Two open-label phase 1/2 clinical trials support the efficacy of momelotinib in treatment of MF in patients with high- or intermediaterisk primary or post-PV/ET MF [25,26]. Spleen responses were achieved in 45.8% to 48% patients and anemia responses in 45% to 59% of patients [25,26]. Moreover, among patients with baseline transfusion-dependence, 51.7% achieved 8-week transfusion-independence [26] and 21.1% to 67% achieved 12-week transfusion-independence.

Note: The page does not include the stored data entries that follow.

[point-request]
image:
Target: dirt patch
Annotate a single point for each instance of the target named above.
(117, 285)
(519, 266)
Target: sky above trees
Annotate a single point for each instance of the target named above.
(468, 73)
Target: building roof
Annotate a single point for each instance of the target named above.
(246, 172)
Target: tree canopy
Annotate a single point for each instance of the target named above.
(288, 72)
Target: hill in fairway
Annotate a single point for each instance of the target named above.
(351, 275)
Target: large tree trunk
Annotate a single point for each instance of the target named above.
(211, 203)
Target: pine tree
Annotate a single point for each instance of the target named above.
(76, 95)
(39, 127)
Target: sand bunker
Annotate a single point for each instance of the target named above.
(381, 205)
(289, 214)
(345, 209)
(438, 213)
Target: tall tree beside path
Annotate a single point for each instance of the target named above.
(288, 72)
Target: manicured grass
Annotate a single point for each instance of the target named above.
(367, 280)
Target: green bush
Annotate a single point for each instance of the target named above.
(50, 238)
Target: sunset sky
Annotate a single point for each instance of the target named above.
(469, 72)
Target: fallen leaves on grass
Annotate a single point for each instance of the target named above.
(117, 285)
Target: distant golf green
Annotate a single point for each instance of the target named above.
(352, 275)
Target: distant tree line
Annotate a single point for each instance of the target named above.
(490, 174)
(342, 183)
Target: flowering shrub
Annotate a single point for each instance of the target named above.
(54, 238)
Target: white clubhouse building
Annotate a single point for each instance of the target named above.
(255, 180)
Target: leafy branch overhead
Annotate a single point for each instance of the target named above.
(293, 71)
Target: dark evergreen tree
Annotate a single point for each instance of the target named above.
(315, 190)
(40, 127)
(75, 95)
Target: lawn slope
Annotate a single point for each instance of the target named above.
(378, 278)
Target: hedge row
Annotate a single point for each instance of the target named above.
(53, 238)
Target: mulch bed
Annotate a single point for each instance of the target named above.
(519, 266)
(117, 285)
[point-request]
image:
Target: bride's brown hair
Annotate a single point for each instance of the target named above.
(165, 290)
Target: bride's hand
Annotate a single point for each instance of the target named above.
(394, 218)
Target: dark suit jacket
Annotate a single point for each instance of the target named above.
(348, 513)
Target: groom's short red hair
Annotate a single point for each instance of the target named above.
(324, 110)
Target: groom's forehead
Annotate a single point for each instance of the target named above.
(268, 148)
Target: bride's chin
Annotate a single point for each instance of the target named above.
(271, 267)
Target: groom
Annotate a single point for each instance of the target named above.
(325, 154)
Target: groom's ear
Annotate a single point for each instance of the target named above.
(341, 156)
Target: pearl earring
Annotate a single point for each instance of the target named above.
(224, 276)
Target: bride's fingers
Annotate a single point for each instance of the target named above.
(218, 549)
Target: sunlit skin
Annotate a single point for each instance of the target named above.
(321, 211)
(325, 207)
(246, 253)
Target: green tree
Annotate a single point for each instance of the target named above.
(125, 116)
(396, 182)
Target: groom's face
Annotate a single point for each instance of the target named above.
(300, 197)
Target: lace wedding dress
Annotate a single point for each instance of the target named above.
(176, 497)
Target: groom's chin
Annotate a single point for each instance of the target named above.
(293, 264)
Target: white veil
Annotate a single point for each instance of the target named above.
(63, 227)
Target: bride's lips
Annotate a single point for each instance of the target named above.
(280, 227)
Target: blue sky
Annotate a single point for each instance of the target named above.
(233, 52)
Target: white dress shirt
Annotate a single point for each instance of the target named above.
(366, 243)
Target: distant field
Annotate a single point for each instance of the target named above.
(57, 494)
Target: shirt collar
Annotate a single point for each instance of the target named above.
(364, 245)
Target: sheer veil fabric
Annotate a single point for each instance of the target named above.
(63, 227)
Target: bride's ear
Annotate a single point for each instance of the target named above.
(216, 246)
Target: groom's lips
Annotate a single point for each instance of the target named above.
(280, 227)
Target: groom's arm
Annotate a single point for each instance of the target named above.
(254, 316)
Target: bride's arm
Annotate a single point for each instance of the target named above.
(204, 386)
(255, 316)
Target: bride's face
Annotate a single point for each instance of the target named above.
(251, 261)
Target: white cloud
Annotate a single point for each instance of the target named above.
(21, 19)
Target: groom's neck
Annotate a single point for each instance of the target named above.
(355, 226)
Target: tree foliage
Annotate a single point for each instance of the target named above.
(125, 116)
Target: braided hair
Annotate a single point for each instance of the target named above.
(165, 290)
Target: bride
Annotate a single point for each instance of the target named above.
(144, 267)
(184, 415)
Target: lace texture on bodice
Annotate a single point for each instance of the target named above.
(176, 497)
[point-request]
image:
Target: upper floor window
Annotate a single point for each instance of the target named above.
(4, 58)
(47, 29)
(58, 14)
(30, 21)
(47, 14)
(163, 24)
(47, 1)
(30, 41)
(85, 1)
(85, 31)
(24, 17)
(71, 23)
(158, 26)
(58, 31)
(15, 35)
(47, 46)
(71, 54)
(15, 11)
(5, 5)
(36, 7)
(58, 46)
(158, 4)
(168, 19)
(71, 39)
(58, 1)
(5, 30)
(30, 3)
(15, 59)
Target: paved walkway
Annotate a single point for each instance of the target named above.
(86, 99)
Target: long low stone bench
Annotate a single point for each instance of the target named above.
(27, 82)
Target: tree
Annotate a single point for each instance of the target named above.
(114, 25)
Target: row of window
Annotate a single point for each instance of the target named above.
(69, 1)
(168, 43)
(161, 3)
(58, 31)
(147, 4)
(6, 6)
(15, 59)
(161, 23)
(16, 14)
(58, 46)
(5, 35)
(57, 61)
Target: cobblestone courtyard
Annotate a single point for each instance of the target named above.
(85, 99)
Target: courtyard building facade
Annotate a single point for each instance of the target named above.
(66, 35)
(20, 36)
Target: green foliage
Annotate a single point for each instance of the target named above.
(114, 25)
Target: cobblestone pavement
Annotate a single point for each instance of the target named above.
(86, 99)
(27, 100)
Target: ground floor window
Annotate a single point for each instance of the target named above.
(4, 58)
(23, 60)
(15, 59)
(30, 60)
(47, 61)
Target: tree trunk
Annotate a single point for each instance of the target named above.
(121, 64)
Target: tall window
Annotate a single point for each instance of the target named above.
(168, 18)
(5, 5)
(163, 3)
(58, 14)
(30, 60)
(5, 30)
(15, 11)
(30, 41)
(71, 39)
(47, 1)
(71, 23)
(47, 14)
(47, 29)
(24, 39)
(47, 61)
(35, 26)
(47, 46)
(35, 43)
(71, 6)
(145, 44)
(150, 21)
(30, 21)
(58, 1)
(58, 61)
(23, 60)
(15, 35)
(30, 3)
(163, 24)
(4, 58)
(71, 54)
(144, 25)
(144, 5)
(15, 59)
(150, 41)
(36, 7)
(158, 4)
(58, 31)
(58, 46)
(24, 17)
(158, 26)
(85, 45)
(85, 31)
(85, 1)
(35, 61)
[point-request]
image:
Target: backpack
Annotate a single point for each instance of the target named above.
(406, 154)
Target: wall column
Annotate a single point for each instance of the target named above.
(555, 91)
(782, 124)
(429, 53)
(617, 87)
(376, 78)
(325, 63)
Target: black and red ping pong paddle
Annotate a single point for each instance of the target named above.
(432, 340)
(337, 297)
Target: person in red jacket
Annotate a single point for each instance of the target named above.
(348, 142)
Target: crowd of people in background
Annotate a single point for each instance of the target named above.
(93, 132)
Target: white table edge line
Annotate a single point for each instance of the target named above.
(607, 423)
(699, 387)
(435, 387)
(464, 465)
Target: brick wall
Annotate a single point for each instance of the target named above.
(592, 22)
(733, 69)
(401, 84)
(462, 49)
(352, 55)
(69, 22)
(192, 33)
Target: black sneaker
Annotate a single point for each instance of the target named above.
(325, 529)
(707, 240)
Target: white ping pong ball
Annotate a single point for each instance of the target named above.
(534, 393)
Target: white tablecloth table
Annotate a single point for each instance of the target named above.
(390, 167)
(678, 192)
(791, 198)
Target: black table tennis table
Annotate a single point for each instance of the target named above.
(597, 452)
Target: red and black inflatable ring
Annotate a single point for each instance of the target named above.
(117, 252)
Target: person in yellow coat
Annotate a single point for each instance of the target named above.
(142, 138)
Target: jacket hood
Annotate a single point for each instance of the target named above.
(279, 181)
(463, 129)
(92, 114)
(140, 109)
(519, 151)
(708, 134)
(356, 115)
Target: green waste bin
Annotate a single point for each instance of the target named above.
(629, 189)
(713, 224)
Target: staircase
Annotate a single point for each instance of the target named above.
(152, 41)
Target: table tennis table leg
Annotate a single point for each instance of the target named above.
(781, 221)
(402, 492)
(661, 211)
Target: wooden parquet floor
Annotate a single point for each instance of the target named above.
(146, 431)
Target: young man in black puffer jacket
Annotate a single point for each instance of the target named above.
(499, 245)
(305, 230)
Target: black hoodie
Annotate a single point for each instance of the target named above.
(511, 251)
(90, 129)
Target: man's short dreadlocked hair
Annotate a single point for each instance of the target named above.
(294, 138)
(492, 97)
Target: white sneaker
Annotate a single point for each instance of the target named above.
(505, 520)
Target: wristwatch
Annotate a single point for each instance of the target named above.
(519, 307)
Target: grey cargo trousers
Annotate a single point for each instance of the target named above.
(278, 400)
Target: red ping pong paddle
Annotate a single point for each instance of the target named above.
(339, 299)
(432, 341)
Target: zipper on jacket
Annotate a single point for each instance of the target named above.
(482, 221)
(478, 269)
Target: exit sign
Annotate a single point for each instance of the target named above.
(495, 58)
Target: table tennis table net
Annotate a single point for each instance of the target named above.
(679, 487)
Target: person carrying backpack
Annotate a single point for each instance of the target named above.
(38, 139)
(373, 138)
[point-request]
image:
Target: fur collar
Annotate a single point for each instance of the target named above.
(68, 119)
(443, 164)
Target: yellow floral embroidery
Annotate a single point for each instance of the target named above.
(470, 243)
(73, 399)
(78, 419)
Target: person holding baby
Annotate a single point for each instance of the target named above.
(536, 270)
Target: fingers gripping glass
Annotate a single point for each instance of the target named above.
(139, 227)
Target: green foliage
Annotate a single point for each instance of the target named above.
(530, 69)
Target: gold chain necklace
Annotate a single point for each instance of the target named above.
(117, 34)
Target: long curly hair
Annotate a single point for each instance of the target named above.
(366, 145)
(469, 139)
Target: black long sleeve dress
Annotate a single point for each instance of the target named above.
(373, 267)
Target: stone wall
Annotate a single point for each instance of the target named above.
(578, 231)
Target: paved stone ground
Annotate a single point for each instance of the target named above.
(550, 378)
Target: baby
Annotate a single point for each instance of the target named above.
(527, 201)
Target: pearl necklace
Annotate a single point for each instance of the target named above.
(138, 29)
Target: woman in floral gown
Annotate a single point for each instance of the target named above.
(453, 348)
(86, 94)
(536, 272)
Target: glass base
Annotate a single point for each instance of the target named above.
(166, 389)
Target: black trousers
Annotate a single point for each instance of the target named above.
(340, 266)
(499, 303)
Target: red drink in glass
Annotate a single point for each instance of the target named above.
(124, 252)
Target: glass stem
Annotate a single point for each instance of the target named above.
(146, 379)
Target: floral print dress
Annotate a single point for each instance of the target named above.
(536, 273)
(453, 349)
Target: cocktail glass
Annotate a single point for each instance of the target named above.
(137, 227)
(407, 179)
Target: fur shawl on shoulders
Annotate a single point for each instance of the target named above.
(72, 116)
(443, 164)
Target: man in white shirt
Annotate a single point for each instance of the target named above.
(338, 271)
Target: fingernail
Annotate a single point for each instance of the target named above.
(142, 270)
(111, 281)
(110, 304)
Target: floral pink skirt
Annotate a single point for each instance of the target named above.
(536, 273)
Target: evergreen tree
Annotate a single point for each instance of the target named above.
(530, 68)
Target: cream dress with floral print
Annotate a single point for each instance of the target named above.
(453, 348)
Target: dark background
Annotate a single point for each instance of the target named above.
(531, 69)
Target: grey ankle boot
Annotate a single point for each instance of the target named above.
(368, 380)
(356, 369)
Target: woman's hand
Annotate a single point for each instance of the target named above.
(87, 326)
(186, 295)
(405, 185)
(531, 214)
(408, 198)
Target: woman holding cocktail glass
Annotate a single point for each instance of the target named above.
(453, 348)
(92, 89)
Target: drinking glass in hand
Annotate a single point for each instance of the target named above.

The explanation for this apparent discrepancy in the activity of momelotinib in different MPNs is unclear. The data reported for other JAK2 inhibitors vary. Lestaurtinib (CEP-701) achieved only a modest response rate (14%) in patients with PV and ET [19]. Trials evaluating TG101348 (SAR302503) in PV and ET patients (ClinicalTrials.gov#NCT01420783) [27] were halted due to toxicity [28]. Gandotinib (LY-2784544) was well tolerated and showed some clinical improvement in PV and ET patients in a phase 1 study [29]. Ruxolitinib has demonstrated efficacy in patients with PV in phase 2 and 3 studies [14,17,30] and is approved for PV patients who have resistance or intolerance to hydroxyurea treatment [31].

There are notable differences in patients and study design between this study and the previous phase 2 and phase 3 ruxolitinib trials. First, the patients in ruxolitinib trials were resistant to or intolerant of hydroxyurea treatment [14,17,30], whereas this study did not require this for enrollment. Second, our primary endpoint had a different definition of response for PV patients (hematocrit, WBC, platelet, and spleen responses) compared with the ruxolitinib trials (hematocrit response without phlebotomy or hematocrit response with reduction in spleen size).

The pharmacokinetic results of momelotinib 200 mg in PV and ET patients are generally consistent with findings in MF patients taking the equivalent 300-mg once-daily capsules, which showed efficacy in MF through JAK1/2 inhibition [25]. An additional dose (100 mg) of momelotinib was tested to identify the optimal dosage, which was discovered to be 200 mg. It is possible that treatment with a 200-mg momelotinib starting dose for longer than 24 weeks in patients with more advanced PV would have shown a greater overall response rate. In conclusion, momelotinib 100 mg or 200 mg was well tolerated in PV/ET patients for up to 24 weeks, but had limited efficacy.